2019 Connecticut General Statutes
Title 38a - Insurance
Chapter 700c - Health Insurance
Section 38a-514 - (Formerly Sec. 38-174d). Mandatory coverage for the diagnosis and treatment of mental or nervous conditions. Exceptions. Benefits payable re type of provider or facility. State’s claims against proceeds. Direct reimbursement for certain covered services rendered by certain out-of-network providers.

Universal Citation: CT Gen Stat § 38a-514 (2019)

(a) For the purposes of this section: (1) “Mental or nervous conditions” means mental disorders, as defined in the most recent edition of the American Psychiatric Association’s “Diagnostic and Statistical Manual of Mental Disorders”. “Mental or nervous conditions” does not include (A) intellectual disability, (B) specific learning disorders, (C) motor disorders, (D) communication disorders, (E) caffeine-related disorders, (F) relational problems, and (G) other conditions that may be a focus of clinical attention, that are not otherwise defined as mental disorders in the most recent edition of the American Psychiatric Association’s “Diagnostic and Statistical Manual of Mental Disorders”; (2) “benefits payable” means the usual, customary and reasonable charges for treatment deemed necessary under generally accepted medical standards, except that in the case of a managed care plan, as defined in section 38a-478, “benefits payable” means the payments agreed upon in the contract between a managed care organization, as defined in section 38a-478, and a provider, as defined in section 38a-478; (3) “acute treatment services” means twenty-four-hour medically supervised treatment for a substance use disorder, that is provided in a medically managed or medically monitored inpatient facility; and (4) “clinical stabilization services” means twenty-four-hour clinically managed postdetoxification treatment, including, but not limited to, relapse prevention, family outreach, aftercare planning and addiction education and counseling.

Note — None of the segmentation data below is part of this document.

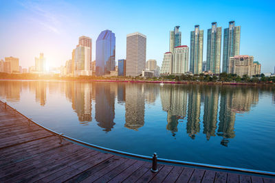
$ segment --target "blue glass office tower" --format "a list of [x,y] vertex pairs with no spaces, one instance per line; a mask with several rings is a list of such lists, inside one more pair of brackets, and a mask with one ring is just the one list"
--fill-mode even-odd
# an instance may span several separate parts
[[126,60],[120,59],[118,60],[118,74],[119,76],[125,76],[126,71]]
[[115,71],[116,36],[110,30],[102,31],[96,40],[96,75],[109,74]]

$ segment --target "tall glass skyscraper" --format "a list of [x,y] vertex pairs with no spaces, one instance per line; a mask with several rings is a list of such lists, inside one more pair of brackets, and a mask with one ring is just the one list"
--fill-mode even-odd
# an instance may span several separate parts
[[235,22],[230,21],[223,31],[223,72],[228,72],[229,58],[240,54],[240,38],[241,26],[235,27]]
[[204,30],[199,30],[199,25],[195,25],[191,31],[190,47],[190,71],[193,74],[202,73],[202,58],[204,49]]
[[96,75],[109,74],[116,66],[116,36],[110,30],[102,31],[96,40]]
[[212,28],[207,32],[206,71],[213,73],[220,73],[221,46],[221,27],[217,27],[217,22],[212,23]]
[[179,31],[179,26],[176,26],[173,31],[170,32],[170,52],[174,51],[174,48],[182,45],[182,32]]

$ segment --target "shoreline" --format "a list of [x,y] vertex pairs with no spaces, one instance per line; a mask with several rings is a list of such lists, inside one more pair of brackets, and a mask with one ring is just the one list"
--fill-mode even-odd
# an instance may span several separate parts
[[130,82],[130,83],[155,83],[174,84],[200,84],[200,85],[232,85],[232,86],[274,86],[273,83],[243,83],[243,82],[206,82],[189,81],[148,81],[148,80],[26,80],[26,79],[0,79],[0,81],[65,81],[65,82]]

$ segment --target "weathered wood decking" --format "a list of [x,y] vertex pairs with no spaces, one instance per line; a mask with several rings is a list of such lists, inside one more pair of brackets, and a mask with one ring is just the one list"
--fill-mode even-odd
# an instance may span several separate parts
[[256,175],[159,164],[65,141],[0,102],[0,182],[275,182]]

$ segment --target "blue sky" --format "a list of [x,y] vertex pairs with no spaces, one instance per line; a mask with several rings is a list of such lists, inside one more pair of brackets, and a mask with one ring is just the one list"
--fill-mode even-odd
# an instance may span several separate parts
[[23,67],[34,65],[40,52],[50,66],[64,64],[82,35],[92,38],[94,60],[96,38],[107,29],[116,34],[116,60],[126,57],[126,35],[140,32],[147,36],[146,59],[156,59],[161,66],[169,48],[169,31],[179,25],[182,45],[189,47],[190,32],[197,24],[204,30],[206,60],[211,23],[217,22],[223,29],[235,21],[241,26],[240,54],[254,56],[262,72],[274,72],[273,1],[0,0],[0,59],[18,57]]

(b) Except as provided in subsection (j) of this section, each group health insurance policy providing coverage of the type specified in subdivisions (1), (2), (4), (11) and (12) of section 38a-469 delivered, issued for delivery, renewed, amended or continued in this state shall provide benefits for the diagnosis and treatment of mental or nervous conditions. Benefits payable include, but need not be limited to:

(1) General inpatient hospitalization, including in state-operated facilities;

(2) Medically necessary acute treatment services and medically necessary clinical stabilization services;

(3) General hospital outpatient services, including at state-operated facilities;

(4) Psychiatric inpatient hospitalization, including in state-operated facilities;

(5) Psychiatric outpatient hospital services, including at state-operated facilities;

(6) Intensive outpatient services, including at state-operated facilities;

(7) Partial hospitalization, including at state-operated facilities;

(8) Intensive, home-based services designed to address specific mental or nervous conditions in a child;

(9) Evidence-based family-focused therapy that specializes in the treatment of juvenile substance use disorders;

(10) Short-term family therapy intervention;

(11) Nonhospital inpatient detoxification;

(12) Medically monitored detoxification;

(13) Ambulatory detoxification;

(14) Inpatient services at psychiatric residential treatment facilities;

(15) Rehabilitation services provided in residential treatment facilities, general hospitals, psychiatric hospitals or psychiatric facilities;

(16) Observation beds in acute hospital settings;

(17) Psychological and neuropsychological testing conducted by an appropriately licensed health care provider;

(18) Trauma screening conducted by a licensed behavioral health professional;

(19) Depression screening, including maternal depression screening, conducted by a licensed behavioral health professional;

(20) Substance use screening conducted by a licensed behavioral health professional;

(c) No such group policy shall establish any terms, conditions or benefits that place a greater financial burden on an insured for access to diagnosis or treatment of mental or nervous conditions than for diagnosis or treatment of medical, surgical or other physical health conditions, or prohibit an insured from obtaining or a health care provider from being reimbursed for multiple screening services as part of a single-day visit to a health care provider or a multicare institution, as defined in section 19a-490.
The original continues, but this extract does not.